Something else must have caused her to wake. She kept her eyes open and waited for whatever had awakened her to be repeated. Then the memory of the sound came back to her. She had heard a car pull into the driveway and then sit there for a long period of time. She remembered the engine vibrating and the fan making a ticking noise. Finally the car had backed out of the driveway.
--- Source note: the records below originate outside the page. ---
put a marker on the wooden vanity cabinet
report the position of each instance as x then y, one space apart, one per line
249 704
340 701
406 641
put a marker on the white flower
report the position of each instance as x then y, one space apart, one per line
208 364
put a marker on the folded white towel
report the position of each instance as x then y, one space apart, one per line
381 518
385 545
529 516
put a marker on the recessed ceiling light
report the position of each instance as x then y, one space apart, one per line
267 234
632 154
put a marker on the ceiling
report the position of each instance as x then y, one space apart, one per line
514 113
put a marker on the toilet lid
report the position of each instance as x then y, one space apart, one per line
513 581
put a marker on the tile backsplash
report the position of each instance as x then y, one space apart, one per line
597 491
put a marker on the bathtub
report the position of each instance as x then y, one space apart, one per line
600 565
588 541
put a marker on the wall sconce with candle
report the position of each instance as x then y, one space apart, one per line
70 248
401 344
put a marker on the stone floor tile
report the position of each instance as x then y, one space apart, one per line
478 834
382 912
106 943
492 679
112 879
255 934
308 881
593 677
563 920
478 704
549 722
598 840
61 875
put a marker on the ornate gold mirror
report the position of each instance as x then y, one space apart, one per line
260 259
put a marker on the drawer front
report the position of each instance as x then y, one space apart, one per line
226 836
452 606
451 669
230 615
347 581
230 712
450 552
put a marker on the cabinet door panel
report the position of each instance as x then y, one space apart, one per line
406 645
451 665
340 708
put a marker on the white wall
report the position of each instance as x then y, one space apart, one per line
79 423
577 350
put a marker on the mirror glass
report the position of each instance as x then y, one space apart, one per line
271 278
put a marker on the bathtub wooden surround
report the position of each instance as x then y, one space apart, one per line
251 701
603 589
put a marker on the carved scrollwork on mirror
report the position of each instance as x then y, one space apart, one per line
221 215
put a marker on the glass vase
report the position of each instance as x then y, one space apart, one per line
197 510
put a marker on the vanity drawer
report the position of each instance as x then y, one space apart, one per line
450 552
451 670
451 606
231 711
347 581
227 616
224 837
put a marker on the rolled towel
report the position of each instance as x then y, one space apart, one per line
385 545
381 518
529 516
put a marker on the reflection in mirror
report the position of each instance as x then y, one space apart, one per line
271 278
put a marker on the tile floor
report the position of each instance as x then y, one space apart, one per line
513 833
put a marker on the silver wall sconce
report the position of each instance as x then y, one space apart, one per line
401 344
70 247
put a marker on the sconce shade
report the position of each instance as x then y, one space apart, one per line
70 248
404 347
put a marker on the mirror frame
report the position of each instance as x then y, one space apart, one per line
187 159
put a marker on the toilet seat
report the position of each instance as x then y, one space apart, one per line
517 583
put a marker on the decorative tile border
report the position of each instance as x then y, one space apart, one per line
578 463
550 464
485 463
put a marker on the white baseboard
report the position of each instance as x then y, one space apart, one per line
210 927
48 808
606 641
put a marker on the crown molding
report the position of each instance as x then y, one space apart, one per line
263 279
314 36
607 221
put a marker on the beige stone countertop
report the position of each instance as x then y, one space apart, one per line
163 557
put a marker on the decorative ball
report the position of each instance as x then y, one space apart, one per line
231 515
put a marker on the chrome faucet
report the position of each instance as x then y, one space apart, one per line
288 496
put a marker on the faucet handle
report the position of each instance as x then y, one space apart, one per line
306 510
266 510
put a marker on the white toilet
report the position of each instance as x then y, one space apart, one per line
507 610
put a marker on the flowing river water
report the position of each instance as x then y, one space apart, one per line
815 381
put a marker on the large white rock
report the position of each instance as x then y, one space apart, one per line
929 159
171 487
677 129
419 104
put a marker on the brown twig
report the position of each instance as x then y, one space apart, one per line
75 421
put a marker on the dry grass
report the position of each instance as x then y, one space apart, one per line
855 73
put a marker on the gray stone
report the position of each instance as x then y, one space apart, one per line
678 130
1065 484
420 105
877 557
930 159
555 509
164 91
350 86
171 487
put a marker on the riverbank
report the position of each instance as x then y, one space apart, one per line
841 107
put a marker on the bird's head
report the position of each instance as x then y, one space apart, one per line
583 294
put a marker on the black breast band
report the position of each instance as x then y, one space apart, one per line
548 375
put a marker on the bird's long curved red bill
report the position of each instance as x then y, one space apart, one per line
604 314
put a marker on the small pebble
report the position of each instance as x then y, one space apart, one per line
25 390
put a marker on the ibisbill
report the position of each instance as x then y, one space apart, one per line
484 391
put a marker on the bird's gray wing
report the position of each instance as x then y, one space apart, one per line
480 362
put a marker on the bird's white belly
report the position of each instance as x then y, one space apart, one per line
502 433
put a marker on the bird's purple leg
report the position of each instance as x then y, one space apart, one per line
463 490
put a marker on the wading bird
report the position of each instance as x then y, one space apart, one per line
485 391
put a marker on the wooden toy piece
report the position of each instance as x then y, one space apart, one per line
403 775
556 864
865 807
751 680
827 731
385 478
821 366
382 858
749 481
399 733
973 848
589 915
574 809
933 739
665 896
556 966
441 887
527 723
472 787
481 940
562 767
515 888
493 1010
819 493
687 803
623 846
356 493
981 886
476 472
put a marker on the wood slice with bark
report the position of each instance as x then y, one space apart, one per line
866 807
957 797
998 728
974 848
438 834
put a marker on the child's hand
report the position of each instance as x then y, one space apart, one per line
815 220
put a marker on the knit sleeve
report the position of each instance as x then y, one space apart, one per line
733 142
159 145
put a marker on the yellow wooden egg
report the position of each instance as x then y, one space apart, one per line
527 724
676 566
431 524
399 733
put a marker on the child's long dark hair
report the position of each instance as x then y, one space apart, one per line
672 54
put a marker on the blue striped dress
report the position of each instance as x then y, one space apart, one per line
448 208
Nicole analyzed what was bothering her. People often pulled into driveways to turn around. But this one had sat there for too long. She refined her impression. The driver must have just been pretending he needed to turn around. This was like those times when she had been on the street and seen a stranger turn his head too slowly. He was pretending to have his eyes merely slide across her on the way to somewhere else, but she knew when she saw him that he had been checking her out and she had caught him. The car that had been outside had come here to study the house.